Les pressions liées aux activités humaines, qu’elles s’expriment à large échelle (dérèglement climatique) ou plus localement (activités agricoles, récréatives), sont susceptibles de modifier la distribution des espèces et la dynamique de leurs populations, de même que certains facteurs biophysiques (disponibilité en ressources, habitats…) et d’avoir ainsi en cascade des effets sur les écosystèmes.

Jusqu’à aujourd’hui, peu d'études ont analysé les effets conjoints, voire simultanés, de ces pressions. L’importance relative des différentes pressions et leurs effets conjugués sont difficile à identifier et à évaluer.
Or appréhender cette dynamique complexe de façon systémique est nécessaire pour déployer des politiques de gestion visant à mieux partager les espaces naturels, passant par l'adaptation mutuelle des espèces, humaine comprise.

    Pourquoi choisir la montagne comme terrain d'étude et certaines espèces spécifiquement ?

    Les espaces montagnards sont des environnements qui abritent une grande variété d’écosystèmes et de biodiversité. Les variations climatiques d’un étage altitudinal à l’autre et d’un versant à l’autre, et jusqu’il y a peu la relative tranquillité vis-à-vis des humains, ont contribué à cette richesse. Aussi, les effets cumulés et l’interaction entre les différentes pressions liées aux activités humaines sont attendus particulièrement marquants.

    Des aléas climatiques amplifiés sur des espaces soumis à une forte évolution de la fréquentation

    Les changements globaux sont plus intenses en montagne : l’atmosphère s’y réchauffe 2 à 3 fois plus vite que pour le reste du globe. Et les contraintes environnementales sont amplifiées, par exemple la forte saisonnalité. En réponse les espèces qui y vivent développent des adaptations uniques, qui pourraient limiter leur capacité à faire face aux changements rapides en cours. La montagne constitue ainsi un espace privilégié pour étudier et anticiper les conséquences du réchauffement climatique à l’échelle planétaire.

    La montagne est un espace en pleine mutation avec une accélération du développement des activités récréatives. D’une représentation du sauvage, de l’inaccessible, la montagne prend de plus en plus l’image d’un immense terrain de jeux. Les activités en nature sont de plus en plus populaires (Balmford et al. 2009, Winter et al. 2020). En France, le contexte de la crise sanitaire y a participé, accentuant particulièrement cet usage en montagne (Joly 2020). Par conséquent, outre la randonnée qui reste la 1re activité, d'autres comme le trail se développent rapidement, et particulièrement sans encadrement ou affiliation à une fédération. L'emprise spatiale et temporelle induite est ainsi importante.

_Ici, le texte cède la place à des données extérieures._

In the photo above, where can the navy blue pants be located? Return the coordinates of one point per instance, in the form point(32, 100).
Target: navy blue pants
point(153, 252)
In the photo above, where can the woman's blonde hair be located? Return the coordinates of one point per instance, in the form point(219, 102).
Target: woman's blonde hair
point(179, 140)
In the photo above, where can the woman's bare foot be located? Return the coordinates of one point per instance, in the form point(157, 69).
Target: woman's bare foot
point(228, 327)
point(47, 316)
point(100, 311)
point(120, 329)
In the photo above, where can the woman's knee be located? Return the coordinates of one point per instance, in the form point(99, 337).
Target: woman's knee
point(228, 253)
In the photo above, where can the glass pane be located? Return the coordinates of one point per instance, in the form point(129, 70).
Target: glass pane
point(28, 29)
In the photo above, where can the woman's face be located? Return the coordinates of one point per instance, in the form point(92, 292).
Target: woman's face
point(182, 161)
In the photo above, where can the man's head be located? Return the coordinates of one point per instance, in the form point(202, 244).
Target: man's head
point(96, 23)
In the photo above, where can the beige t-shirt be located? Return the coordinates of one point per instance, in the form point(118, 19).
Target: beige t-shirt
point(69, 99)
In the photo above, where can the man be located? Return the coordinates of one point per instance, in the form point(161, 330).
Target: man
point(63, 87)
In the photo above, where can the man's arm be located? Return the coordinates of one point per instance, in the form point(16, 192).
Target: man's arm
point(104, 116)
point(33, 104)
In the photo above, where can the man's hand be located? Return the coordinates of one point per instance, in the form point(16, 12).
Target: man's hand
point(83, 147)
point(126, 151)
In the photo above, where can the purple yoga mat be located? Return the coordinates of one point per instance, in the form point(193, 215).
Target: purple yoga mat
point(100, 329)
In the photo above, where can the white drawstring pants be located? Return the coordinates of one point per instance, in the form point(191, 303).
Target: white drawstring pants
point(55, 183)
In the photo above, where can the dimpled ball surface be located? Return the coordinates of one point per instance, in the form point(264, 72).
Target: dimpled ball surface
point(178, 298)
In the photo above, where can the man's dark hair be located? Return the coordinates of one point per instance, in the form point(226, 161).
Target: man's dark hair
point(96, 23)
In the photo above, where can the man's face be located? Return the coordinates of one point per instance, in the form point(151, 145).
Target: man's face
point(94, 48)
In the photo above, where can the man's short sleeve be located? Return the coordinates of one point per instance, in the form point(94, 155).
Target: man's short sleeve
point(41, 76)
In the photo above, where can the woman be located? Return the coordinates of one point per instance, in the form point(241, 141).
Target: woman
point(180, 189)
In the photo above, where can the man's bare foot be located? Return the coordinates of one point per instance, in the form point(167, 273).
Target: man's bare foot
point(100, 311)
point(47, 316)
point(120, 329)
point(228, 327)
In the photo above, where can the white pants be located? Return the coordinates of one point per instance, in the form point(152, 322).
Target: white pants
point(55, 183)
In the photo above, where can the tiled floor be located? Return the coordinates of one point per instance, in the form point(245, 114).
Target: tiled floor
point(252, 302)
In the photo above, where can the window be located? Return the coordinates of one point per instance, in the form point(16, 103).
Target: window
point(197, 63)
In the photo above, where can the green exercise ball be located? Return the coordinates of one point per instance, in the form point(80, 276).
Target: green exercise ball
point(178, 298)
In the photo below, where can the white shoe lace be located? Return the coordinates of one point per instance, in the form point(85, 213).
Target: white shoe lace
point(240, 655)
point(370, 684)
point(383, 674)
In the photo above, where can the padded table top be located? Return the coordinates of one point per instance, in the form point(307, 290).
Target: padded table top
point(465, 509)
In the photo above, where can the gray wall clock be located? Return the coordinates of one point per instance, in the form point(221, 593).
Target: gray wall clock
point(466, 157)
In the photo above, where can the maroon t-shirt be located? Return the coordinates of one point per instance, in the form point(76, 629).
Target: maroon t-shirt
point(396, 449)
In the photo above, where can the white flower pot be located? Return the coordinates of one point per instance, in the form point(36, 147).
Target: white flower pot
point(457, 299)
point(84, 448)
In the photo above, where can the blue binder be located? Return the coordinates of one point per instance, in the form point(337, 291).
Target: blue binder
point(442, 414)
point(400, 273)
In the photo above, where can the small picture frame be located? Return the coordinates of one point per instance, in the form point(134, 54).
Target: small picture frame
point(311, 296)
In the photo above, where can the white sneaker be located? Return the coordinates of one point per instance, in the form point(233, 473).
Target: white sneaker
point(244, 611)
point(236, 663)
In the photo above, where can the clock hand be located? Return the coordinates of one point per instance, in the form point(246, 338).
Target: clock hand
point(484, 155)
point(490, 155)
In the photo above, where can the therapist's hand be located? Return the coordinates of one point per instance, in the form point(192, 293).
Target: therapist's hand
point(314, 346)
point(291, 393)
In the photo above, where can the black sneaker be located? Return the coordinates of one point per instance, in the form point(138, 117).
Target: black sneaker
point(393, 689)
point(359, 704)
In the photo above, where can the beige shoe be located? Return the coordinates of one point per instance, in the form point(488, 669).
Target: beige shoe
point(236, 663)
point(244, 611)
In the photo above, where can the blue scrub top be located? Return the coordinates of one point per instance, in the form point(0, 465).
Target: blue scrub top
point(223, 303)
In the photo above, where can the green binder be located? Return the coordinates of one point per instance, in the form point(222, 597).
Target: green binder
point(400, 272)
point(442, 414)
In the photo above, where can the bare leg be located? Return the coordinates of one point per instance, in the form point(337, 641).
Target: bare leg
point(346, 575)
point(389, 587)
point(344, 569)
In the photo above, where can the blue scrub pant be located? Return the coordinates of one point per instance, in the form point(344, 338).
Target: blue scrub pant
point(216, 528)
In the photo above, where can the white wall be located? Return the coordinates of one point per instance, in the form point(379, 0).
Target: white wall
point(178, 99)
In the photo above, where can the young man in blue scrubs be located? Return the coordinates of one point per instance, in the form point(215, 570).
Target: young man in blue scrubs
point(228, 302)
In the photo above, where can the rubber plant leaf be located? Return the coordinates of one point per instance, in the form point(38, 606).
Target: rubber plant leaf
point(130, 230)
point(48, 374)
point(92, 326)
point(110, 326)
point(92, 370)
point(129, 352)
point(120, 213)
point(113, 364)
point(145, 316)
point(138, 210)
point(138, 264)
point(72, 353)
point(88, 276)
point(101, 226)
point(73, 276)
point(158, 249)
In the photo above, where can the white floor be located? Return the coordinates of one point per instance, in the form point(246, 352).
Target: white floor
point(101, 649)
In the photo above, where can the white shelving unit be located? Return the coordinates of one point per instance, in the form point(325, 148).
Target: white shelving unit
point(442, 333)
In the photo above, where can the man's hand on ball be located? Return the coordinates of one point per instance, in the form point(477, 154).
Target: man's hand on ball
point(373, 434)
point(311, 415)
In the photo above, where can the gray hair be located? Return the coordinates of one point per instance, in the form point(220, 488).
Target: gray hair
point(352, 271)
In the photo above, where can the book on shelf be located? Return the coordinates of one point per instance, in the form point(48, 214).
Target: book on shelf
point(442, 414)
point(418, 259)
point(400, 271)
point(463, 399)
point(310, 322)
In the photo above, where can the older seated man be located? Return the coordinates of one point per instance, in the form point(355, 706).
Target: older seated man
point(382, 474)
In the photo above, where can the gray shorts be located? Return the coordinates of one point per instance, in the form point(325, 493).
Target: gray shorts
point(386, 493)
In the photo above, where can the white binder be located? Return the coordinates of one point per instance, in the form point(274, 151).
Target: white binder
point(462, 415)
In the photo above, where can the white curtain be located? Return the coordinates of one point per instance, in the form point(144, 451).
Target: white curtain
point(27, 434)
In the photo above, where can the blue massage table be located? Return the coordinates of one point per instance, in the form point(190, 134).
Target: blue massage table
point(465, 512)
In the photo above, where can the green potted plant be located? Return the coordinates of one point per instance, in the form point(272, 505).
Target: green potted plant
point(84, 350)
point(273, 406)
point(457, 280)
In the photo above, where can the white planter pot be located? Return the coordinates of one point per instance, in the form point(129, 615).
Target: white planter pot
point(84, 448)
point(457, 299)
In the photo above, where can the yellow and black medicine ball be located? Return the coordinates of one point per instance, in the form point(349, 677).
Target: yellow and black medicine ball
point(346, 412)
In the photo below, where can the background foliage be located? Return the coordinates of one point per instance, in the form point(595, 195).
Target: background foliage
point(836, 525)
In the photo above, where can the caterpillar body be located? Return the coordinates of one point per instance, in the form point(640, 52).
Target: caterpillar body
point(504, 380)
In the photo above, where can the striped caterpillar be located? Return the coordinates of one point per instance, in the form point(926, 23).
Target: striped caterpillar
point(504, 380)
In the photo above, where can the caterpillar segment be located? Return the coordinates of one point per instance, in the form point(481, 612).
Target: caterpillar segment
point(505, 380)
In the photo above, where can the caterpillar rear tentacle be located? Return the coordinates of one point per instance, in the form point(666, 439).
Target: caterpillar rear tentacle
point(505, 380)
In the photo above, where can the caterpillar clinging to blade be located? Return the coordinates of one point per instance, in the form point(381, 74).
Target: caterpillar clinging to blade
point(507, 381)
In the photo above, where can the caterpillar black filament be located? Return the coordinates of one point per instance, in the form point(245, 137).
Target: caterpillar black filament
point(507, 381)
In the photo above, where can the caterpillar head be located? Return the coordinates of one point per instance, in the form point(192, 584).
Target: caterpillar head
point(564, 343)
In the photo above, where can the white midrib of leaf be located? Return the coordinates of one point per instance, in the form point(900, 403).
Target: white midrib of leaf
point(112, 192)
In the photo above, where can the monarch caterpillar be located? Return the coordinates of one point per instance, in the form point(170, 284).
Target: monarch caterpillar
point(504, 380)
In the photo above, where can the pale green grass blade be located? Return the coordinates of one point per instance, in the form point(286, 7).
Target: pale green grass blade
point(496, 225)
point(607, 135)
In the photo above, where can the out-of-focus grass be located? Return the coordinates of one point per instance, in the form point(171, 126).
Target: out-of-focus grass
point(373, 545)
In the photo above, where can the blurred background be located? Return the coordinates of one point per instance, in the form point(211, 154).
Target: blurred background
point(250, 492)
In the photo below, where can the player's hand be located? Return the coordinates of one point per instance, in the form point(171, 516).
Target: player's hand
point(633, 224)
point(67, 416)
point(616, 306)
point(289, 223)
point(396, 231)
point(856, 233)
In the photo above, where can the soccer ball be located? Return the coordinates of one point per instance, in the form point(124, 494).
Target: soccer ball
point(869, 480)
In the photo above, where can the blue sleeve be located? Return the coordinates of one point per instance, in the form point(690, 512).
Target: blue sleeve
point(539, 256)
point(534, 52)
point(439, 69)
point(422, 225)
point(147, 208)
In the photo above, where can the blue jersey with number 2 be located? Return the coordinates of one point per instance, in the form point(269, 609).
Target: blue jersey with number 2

    La présence d'espaces protégés, lieux de suivis et travaux scientifiques

    La montagne abrite de nombreux espaces protégés. Ils ont pour mission de documenter et mieux comprendre les pressions auxquelles les espèces et milieux doivent faire face, afin d’adapter régulièrement leur mesures de gestion.
    Ces zones sont généralement mieux connues que les autres, grâce aux suivis récurrents et évaluations menées sur la conservation et la gestion, et à leur utilisation intéressante comme terrains d'expérimentation.

      Un programme R&D en réponse aux besoins des acteurs et gestionnaires : évaluer les pressions pour coexister durablement

      À travers ce programme R&D, l'OFB et ses partenaires ont pour objectif de fournir des outils d’évaluation et des informations nécessaires à la gestion et à cette coexistence. Cela passe notamment par le développement de connaissances dans le domaine de l’écologie comportementale, pour comprendre la réponse des espèces aux pressions humaines liées à l’accroissement des activités récréatives et touristiques. Les résultats attendus doivent aider à une meilleure appropriation et prise en compte des enjeux de conservation de la biodiversité.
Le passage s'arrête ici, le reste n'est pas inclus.